L’edizione 2026 ha posto al centro il rafforzamento della dimensione business, con oltre 1.000 top buyer internazionali selezionati da più di 70 Paesi grazie alla collaborazione con ITA Agenzia. La qualità della domanda e la profilazione degli operatori hanno permesso di trasformare la fiera in una piattaforma operativa per l’export, facilitando incontri strategici e nuove opportunità commerciali per le imprese italiane del vino. Tra i mercati consolidati spiccano Germania, Stati Uniti, Canada, Regno Unito, Svizzera e Paesi del Nord Europa, che continuano a rappresentare i principali sbocchi per il vino italiano.

Nuovi mercati e geografie del vino italiano

Accanto ai mercati storici, Vinitaly 2026 evidenzia una crescita significativa delle aree emergenti. In forte espansione Cina, Brasile, Corea del Sud, Australia e Messico, insieme a segnali incoraggianti da Thailandia e Singapore. Particolare attenzione arriva anche dal continente africano, con la partecipazione di buyer da Sudafrica, Nigeria, Tanzania e Angola, a conferma di un interesse crescente verso il prodotto italiano in nuovi contesti di consumo. In Europa orientale e area baltica si rafforza la presenza di operatori da Estonia, Lituania, Lettonia e Serbia, mentre l’Ucraina si distingue per una partecipazione numerosa e qualificata.

Vinitaly tra esperienza, cultura e nuovi consumi

La manifestazione non è solo business, ma anche esperienza e valorizzazione del territorio.

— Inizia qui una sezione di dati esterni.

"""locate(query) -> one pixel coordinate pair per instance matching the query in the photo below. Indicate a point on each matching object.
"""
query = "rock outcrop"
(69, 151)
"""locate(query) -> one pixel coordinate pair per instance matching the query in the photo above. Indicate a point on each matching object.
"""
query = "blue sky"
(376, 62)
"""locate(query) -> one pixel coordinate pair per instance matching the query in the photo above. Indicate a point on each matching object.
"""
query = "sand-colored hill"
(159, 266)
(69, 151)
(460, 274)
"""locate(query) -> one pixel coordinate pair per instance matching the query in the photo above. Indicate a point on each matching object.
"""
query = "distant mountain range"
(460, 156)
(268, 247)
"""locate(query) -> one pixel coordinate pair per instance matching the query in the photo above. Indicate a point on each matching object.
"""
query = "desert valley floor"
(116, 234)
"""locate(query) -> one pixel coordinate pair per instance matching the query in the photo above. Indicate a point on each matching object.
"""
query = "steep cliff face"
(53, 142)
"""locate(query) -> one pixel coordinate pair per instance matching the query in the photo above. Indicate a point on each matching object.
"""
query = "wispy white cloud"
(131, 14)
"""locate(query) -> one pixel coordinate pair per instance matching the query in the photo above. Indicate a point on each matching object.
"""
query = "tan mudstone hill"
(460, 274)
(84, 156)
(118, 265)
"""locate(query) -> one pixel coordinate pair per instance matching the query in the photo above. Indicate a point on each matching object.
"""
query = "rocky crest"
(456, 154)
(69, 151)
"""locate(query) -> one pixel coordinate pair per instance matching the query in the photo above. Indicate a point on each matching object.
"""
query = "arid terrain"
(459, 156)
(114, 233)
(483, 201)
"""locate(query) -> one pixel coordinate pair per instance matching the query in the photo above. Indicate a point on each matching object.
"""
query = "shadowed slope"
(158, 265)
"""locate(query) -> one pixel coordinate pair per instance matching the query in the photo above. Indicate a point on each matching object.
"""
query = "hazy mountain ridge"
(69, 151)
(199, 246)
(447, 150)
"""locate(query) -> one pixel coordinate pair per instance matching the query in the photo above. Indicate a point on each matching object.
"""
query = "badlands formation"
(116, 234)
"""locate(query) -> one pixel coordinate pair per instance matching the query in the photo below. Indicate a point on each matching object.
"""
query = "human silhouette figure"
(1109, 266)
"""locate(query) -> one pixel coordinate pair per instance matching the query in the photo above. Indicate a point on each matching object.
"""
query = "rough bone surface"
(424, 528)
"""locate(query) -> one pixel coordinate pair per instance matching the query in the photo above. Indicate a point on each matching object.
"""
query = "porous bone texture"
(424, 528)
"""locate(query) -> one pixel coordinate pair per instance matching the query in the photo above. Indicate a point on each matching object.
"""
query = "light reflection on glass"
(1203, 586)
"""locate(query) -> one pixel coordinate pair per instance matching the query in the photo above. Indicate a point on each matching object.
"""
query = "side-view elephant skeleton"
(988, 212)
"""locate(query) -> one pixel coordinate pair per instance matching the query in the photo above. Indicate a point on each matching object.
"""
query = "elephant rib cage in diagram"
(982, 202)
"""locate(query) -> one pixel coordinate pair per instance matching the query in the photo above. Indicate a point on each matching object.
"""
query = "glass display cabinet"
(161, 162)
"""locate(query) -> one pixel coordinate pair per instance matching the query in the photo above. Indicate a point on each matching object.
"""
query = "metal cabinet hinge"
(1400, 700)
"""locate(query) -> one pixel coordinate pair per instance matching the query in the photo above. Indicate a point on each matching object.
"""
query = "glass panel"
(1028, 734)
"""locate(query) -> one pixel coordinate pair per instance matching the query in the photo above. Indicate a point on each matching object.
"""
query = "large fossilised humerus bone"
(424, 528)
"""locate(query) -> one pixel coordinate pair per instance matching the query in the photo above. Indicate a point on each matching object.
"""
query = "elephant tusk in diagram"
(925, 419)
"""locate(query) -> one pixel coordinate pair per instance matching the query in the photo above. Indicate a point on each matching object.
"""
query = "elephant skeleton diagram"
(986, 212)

Il progetto Vinitaly and the City ha registrato 50.000 degustazioni, confermandosi come strumento efficace di avvicinamento del pubblico al mondo del vino. Il programma complessivo ha contato circa 100 eventi tra degustazioni e convegni, oltre alle numerose iniziative organizzate da aziende e consorzi. Tra le principali direttrici di sviluppo emergono:

  • crescita del turismo del vino con Vinitaly Tourism
  • consolidamento del segmento spirits con Xcellent Spirits
  • attenzione ai nuovi stili di consumo, come il mondo NoLo

Un’evoluzione che amplia il pubblico e rafforza il dialogo con le nuove generazioni.

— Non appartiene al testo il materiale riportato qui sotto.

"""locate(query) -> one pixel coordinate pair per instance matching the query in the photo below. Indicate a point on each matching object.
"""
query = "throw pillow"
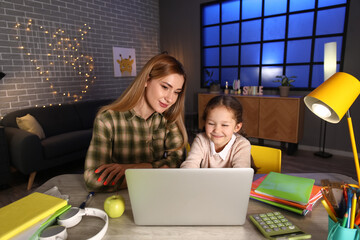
(30, 124)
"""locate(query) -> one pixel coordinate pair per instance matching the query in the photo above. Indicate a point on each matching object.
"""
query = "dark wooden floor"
(301, 161)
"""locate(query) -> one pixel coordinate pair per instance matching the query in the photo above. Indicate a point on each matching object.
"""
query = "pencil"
(331, 214)
(345, 220)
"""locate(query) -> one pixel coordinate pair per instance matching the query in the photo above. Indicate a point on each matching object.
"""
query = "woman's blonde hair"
(157, 67)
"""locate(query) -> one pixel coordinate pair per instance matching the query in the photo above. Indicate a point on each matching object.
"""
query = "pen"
(345, 220)
(353, 210)
(331, 214)
(331, 208)
(349, 195)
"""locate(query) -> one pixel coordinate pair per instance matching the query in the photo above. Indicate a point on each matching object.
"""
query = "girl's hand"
(111, 173)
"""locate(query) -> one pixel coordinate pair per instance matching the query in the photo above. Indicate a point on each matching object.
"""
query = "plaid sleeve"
(99, 152)
(174, 139)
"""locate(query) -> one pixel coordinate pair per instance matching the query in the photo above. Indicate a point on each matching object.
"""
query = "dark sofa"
(68, 131)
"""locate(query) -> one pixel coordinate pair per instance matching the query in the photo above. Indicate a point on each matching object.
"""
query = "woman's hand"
(111, 173)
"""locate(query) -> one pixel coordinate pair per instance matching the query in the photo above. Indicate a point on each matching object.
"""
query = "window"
(255, 40)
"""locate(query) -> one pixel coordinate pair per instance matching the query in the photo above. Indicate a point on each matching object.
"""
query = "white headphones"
(71, 218)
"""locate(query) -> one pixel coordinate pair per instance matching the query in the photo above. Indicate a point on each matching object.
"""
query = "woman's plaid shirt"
(124, 137)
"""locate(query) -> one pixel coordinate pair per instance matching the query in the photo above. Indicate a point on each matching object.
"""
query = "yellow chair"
(266, 159)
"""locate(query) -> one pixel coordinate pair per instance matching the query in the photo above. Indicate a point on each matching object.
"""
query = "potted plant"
(214, 85)
(285, 84)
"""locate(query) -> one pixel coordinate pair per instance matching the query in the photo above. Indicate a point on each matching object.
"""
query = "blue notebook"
(287, 187)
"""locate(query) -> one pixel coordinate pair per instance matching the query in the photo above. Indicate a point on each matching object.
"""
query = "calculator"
(274, 225)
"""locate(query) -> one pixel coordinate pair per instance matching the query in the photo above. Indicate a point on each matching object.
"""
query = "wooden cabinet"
(266, 117)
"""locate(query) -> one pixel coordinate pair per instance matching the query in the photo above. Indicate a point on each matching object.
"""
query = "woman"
(143, 128)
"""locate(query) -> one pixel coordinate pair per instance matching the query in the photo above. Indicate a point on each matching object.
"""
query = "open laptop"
(203, 196)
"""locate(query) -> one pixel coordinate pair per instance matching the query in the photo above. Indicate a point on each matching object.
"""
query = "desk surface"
(315, 222)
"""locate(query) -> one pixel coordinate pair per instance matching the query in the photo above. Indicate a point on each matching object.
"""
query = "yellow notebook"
(25, 212)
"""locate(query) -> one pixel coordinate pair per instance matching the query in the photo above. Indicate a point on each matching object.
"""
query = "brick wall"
(48, 60)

Vinitaly come piattaforma istituzionale del sistema vino

Vinitaly si conferma anche luogo di confronto strategico tra filiera e istituzioni. Il Tavolo Vino ha affrontato temi centrali come export, politiche europee, OCM e dinamiche produttive. La presenza di rappresentanti istituzionali nazionali ed europei sottolinea il ruolo della manifestazione come spazio di indirizzo e confronto per lo sviluppo del comparto vitivinicolo italiano.

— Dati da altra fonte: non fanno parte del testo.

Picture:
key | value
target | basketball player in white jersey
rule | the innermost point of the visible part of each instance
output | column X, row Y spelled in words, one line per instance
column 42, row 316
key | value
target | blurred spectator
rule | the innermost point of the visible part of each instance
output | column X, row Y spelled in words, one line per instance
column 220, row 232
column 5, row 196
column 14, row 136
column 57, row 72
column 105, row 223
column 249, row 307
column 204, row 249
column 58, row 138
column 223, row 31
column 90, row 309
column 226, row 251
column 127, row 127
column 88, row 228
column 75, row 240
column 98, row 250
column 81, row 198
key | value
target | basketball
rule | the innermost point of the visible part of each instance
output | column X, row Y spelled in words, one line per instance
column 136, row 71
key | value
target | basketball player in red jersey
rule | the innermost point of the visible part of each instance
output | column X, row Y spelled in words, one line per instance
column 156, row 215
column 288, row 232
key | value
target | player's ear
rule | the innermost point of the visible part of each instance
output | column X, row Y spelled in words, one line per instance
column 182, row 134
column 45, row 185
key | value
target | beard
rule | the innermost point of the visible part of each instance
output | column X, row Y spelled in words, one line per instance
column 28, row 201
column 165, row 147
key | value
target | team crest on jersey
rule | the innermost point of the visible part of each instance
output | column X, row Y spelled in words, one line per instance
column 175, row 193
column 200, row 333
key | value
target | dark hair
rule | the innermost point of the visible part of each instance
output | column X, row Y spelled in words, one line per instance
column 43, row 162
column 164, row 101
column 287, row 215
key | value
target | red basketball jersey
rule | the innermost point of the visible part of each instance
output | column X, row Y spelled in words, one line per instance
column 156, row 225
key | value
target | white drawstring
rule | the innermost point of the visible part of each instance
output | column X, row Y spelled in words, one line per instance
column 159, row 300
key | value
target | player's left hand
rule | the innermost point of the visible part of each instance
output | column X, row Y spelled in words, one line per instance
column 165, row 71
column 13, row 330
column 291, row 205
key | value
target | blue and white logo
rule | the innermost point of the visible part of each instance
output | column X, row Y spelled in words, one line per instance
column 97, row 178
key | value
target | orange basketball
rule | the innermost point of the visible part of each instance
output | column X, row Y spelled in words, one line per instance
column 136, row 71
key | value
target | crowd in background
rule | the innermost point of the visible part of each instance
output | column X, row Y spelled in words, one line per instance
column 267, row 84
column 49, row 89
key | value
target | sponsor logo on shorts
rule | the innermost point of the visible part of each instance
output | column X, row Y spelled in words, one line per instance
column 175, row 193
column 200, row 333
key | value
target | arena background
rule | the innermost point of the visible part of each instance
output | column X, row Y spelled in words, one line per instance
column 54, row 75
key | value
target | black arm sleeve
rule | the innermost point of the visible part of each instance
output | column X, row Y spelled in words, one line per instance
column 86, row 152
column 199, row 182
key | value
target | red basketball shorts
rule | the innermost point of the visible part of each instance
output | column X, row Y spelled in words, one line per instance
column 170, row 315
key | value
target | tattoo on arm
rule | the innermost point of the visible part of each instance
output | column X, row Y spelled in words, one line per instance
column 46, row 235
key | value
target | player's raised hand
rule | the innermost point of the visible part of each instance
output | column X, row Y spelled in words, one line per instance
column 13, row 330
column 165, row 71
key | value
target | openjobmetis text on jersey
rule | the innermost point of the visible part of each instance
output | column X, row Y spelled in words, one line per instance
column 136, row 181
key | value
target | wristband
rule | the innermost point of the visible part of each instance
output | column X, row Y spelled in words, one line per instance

Prospettive e crescita internazionale

Lo sguardo è già rivolto al futuro. Il piano di sviluppo prevede il rafforzamento della presenza internazionale del brand Vinitaly con nuove tappe in Africa, Canada e Australia e un ulteriore consolidamento in Brasile. La 59ª edizione di Vinitaly 2027 è in programma dall’11 al 14 aprile 2027 a Verona, con l’obiettivo di rafforzare ulteriormente il ruolo della manifestazione come piattaforma globale del vino italiano.